Frank Lloyd Wright in Chandler, 1929
Frank Lloyd Wright, his family, and several draftsmen established a desert camp called Ocatilla Camp to work on drawings for a new resort hotel for Dr. A. J. Chandler
Frank Lloyd Wright, with his wife Olgivanna, and their daughters Svetlana and Iovanna, established a home at Ocatilla Camp on the southern slope of South Mountain.

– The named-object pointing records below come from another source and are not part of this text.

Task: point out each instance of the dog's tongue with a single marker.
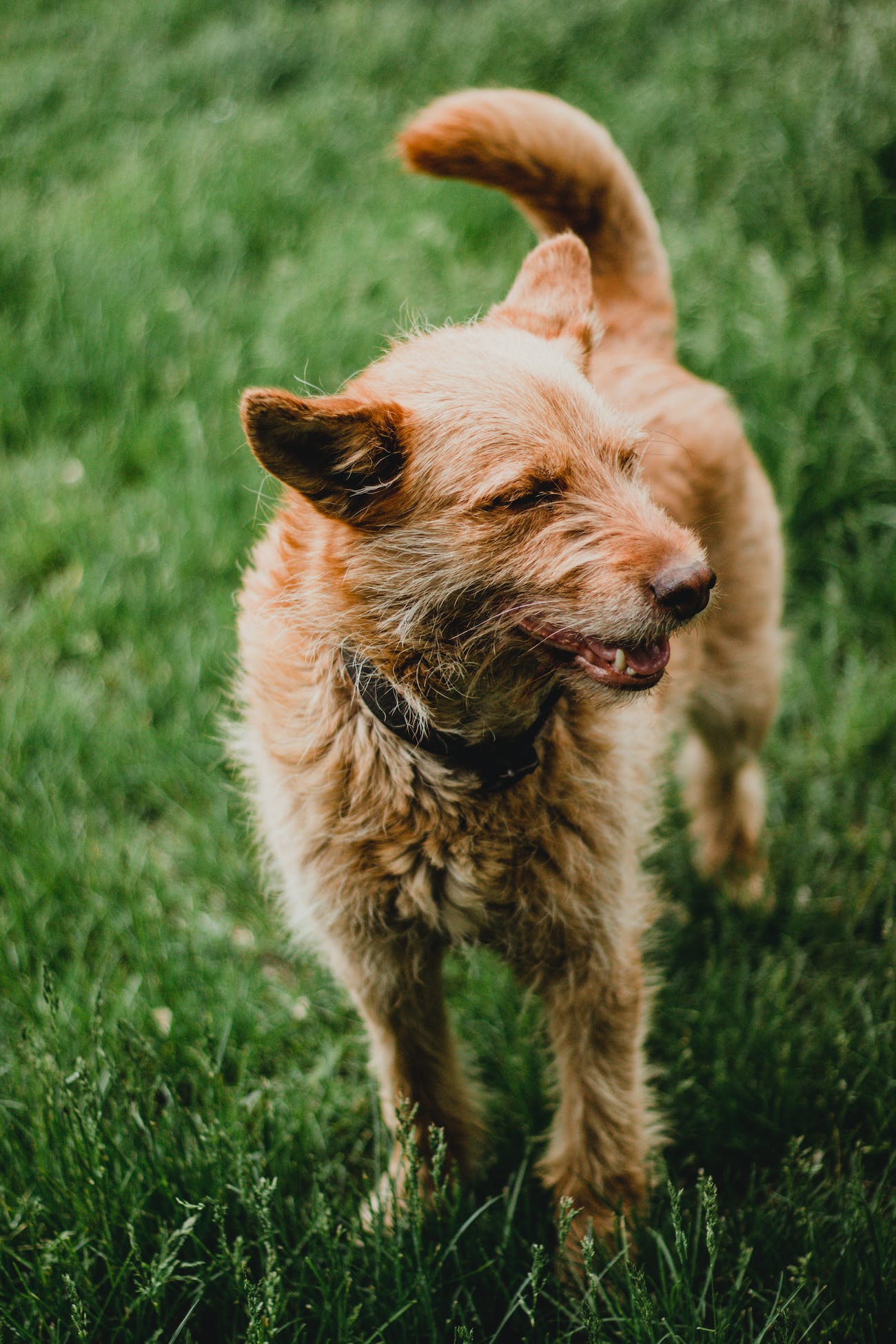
(644, 659)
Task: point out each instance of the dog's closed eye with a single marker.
(527, 496)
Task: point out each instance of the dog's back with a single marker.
(564, 172)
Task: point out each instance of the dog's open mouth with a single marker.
(628, 667)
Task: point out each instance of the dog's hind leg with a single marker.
(731, 710)
(396, 987)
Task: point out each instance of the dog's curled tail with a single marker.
(563, 171)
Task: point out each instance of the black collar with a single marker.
(499, 762)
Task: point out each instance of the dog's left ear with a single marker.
(553, 295)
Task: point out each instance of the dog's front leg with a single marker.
(396, 984)
(601, 1132)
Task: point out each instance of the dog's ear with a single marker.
(553, 295)
(343, 455)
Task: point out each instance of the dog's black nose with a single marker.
(684, 589)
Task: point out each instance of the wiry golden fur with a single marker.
(469, 503)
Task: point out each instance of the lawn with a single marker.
(195, 196)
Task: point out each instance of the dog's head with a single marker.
(482, 506)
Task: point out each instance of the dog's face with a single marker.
(487, 507)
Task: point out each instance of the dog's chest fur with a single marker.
(369, 833)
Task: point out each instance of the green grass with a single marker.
(196, 196)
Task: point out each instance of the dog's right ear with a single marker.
(553, 295)
(343, 455)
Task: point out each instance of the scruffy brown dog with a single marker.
(450, 627)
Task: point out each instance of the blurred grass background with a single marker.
(196, 196)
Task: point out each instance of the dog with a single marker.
(457, 672)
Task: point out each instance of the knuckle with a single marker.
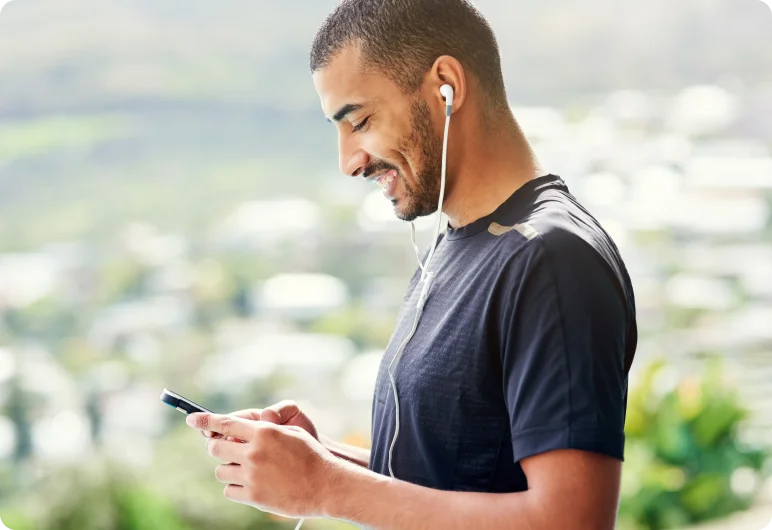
(256, 454)
(226, 425)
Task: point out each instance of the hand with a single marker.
(283, 413)
(282, 469)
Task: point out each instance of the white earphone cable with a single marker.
(426, 279)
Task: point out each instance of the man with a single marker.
(512, 390)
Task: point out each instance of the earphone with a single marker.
(426, 274)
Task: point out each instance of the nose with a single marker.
(351, 158)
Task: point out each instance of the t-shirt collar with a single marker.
(521, 197)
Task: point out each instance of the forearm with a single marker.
(378, 502)
(350, 453)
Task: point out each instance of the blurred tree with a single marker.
(684, 458)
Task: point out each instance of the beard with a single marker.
(424, 145)
(422, 198)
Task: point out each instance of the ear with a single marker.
(448, 70)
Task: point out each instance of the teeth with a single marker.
(387, 179)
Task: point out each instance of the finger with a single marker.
(236, 493)
(248, 414)
(230, 452)
(280, 413)
(224, 425)
(231, 474)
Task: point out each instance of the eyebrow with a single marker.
(344, 111)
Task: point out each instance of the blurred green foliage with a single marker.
(683, 451)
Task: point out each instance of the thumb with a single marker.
(280, 413)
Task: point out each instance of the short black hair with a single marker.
(403, 39)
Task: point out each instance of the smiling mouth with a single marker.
(385, 180)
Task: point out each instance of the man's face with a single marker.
(383, 134)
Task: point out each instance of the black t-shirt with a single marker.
(523, 347)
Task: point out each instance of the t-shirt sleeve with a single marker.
(563, 343)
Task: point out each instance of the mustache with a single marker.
(377, 167)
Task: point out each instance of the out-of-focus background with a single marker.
(172, 215)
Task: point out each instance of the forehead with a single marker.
(346, 81)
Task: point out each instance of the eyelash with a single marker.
(361, 124)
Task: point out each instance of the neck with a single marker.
(487, 168)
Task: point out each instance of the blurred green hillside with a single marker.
(108, 109)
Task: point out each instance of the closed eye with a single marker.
(361, 125)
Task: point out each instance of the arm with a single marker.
(567, 489)
(350, 453)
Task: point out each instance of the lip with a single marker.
(377, 178)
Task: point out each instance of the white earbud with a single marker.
(447, 93)
(427, 275)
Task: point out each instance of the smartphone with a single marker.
(180, 403)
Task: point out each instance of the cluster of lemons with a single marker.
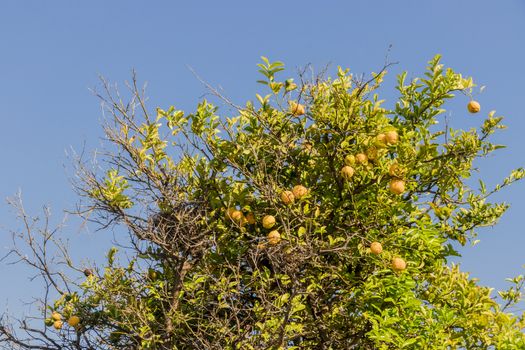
(396, 185)
(388, 138)
(56, 321)
(268, 221)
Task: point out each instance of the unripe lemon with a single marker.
(391, 137)
(350, 159)
(397, 186)
(73, 321)
(250, 218)
(347, 172)
(296, 109)
(274, 237)
(299, 191)
(268, 221)
(376, 248)
(473, 107)
(287, 197)
(398, 264)
(361, 158)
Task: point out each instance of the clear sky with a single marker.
(51, 52)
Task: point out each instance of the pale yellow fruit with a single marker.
(296, 109)
(347, 172)
(396, 170)
(361, 158)
(73, 321)
(380, 140)
(228, 213)
(473, 107)
(236, 215)
(372, 153)
(287, 197)
(397, 186)
(299, 191)
(376, 248)
(268, 221)
(250, 218)
(391, 137)
(350, 160)
(398, 264)
(274, 237)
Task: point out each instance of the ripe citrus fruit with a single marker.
(236, 216)
(268, 221)
(347, 172)
(380, 140)
(250, 218)
(73, 321)
(361, 158)
(398, 264)
(350, 159)
(228, 213)
(296, 109)
(394, 170)
(473, 107)
(274, 237)
(372, 153)
(287, 197)
(376, 248)
(299, 191)
(391, 137)
(397, 186)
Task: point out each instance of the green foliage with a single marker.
(204, 276)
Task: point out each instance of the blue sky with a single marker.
(51, 52)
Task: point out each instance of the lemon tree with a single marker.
(312, 217)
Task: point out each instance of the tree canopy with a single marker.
(310, 218)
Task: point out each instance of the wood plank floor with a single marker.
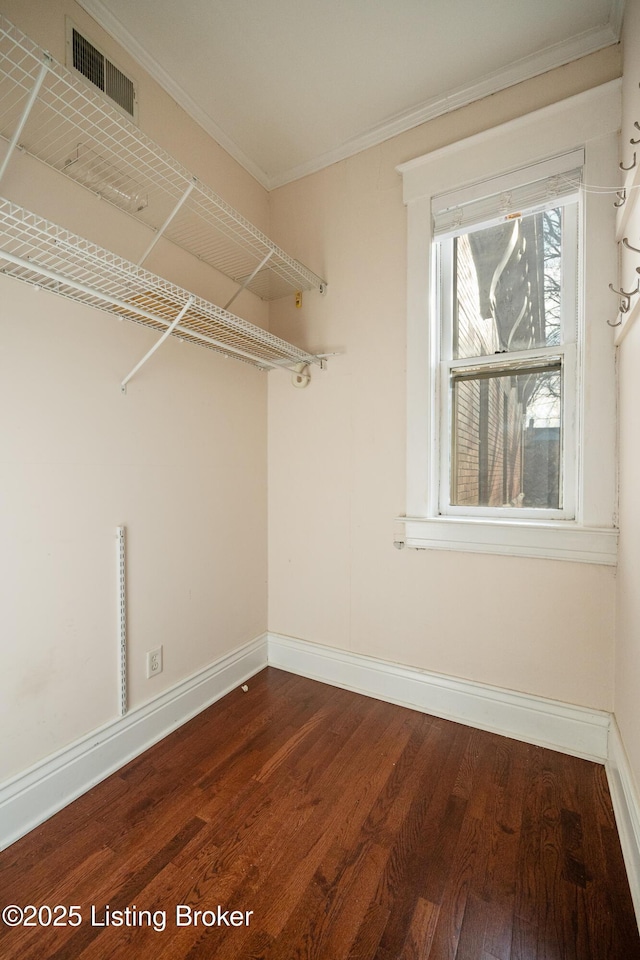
(350, 828)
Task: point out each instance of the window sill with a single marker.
(553, 541)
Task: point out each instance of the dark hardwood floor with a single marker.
(348, 827)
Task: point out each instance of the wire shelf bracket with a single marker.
(43, 254)
(55, 116)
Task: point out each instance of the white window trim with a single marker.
(591, 120)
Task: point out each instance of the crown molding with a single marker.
(104, 17)
(557, 55)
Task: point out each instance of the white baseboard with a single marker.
(626, 806)
(579, 731)
(35, 795)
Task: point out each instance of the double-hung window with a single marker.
(505, 259)
(511, 419)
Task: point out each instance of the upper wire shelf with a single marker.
(76, 131)
(39, 252)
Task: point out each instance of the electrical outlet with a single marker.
(154, 662)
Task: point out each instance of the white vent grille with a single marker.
(92, 64)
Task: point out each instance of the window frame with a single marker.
(568, 351)
(590, 121)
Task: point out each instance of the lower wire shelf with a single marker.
(39, 252)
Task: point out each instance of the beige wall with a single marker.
(180, 461)
(627, 693)
(337, 454)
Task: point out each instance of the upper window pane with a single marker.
(508, 286)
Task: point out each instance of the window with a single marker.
(510, 362)
(507, 304)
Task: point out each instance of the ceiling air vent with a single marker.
(88, 60)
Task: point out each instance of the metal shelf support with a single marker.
(164, 226)
(33, 96)
(149, 353)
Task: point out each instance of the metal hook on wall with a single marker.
(625, 299)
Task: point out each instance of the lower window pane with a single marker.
(506, 439)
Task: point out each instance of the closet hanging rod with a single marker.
(38, 252)
(74, 129)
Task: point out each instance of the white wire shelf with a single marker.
(73, 128)
(39, 252)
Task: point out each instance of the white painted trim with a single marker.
(562, 540)
(579, 731)
(35, 795)
(554, 56)
(517, 72)
(626, 807)
(550, 131)
(127, 41)
(589, 119)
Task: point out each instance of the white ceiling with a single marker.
(289, 86)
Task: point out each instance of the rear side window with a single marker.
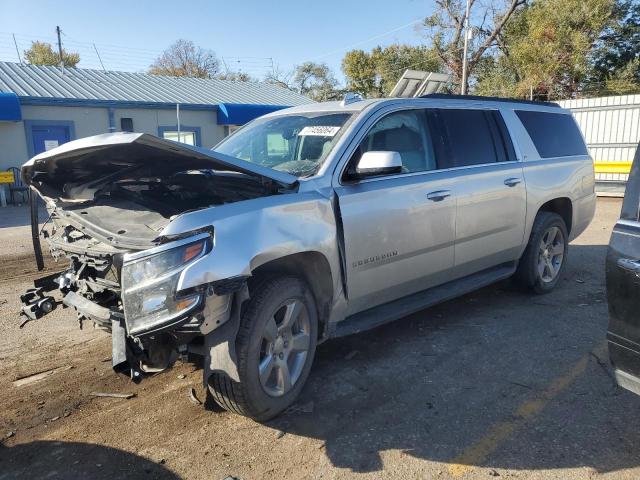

Dr. Chandler and Frank Lloyd Wright met in 1928 as Chandler pitched a grand hotel on land he owned in present day Ahwatukee. Wright eagerly accepted the commission to plan a large hotel called the San Marcos in the Desert. He set up camp with his team and family at the site the following winter, calling the camp Ocatilla. Wright designed the camp in one day, modeled after the local tenthouses. Within days the small buildings that made up the camp were erected. The buildings had low wooden walls with canvas roofs angled to catch the desert sun and harmonize with the mountain landscape. Wright likened the camp to a fleet of sails on the desert, and photos of the camp were published in architectural journals worldwide. Despite plans to return to Arizona in the winter of 1930 to finish the design for the hotel, the stock market crash in October of 1929 forever doomed construction, before it even began. Wright and Chandler planned several other projects in the area, but funding often ran short and only a handful saw completion. Wright was so inspired by his time in Chandler and his experience in the desert that nearly ten years later he built his home and architecture school in the foothills of the mountains, on a site reminiscent to that of the San Marcos in the Desert. He called it Taliesin West.